Some oral drugs are potent gastrointestinal irritants which induce rapid acceleration of gastrointestinal transit. These drugs typically exhibit a significant loss in systemic exposure during phase I multi-dose trials. Unfortunately, exposure data obtained at the end of a phase I multi-dose trial may not represent the drug’s actual performance during long-term use. In many cases, the decrease in gastrointestinal residence time and resulting decrease in systemic exposure would continue long after the time interval used for phase I multi-dose testing.
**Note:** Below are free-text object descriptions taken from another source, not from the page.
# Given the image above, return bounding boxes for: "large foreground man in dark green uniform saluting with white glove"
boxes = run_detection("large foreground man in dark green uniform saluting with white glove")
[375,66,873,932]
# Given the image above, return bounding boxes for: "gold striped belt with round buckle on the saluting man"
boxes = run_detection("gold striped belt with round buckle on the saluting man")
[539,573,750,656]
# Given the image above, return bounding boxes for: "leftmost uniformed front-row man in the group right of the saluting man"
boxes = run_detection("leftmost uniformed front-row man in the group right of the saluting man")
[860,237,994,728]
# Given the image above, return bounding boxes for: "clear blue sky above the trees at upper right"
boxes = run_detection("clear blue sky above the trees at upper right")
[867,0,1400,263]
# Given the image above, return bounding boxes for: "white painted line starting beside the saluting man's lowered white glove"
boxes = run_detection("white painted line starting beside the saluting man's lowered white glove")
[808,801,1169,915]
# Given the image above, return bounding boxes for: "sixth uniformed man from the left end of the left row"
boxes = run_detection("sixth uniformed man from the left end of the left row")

To further complicate this issue, many oral drugs accelerate gastrointestinal transit more gradually. Factors that influence accelerated GI transit rate include dose size, dose frequency, excipients present and the chemical and physical properties of the drug substance. When these factors combine to induce gradual acceleration of the GI transit rate, systemic exposure may appear to be reasonably constant during phase I multi-dose testing and the drug product may be found to be efficacious in short-term, phase II studies. The first hint of a problem comes when the drug product fails to meet primary endpoints, during phase III trials.
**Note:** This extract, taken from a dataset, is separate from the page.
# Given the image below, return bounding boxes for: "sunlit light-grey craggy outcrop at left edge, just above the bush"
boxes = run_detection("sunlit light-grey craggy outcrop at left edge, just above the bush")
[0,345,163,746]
So how can this phenomenon be predicted and prevented? In the first place, intestinal residence time is directly measurable in absorption rate profiles, which are obtained from individual pharmacokinetic data. Any change in intestinal residence time observed during phase I testing signals the probability of a sharp drop in systemic exposure during long term use. Once a drug’s potential for accelerating GI transit is identified, the risk can be managed by adopting a more appropriate formulation strategy. The specific formulation strategy needs to be tailored to the specific properties of the drug but in general, a good formulation is one that takes full advantage of a drug’s regional absorption characteristics, while minimizing the drug’s ability to cause irritation in the GI tract. Through early identification and appropriate management of a drug’s capacity to accelerate gastrointestinal transit rate, it is conceivable that many, if not most failures in phase III could be eliminated.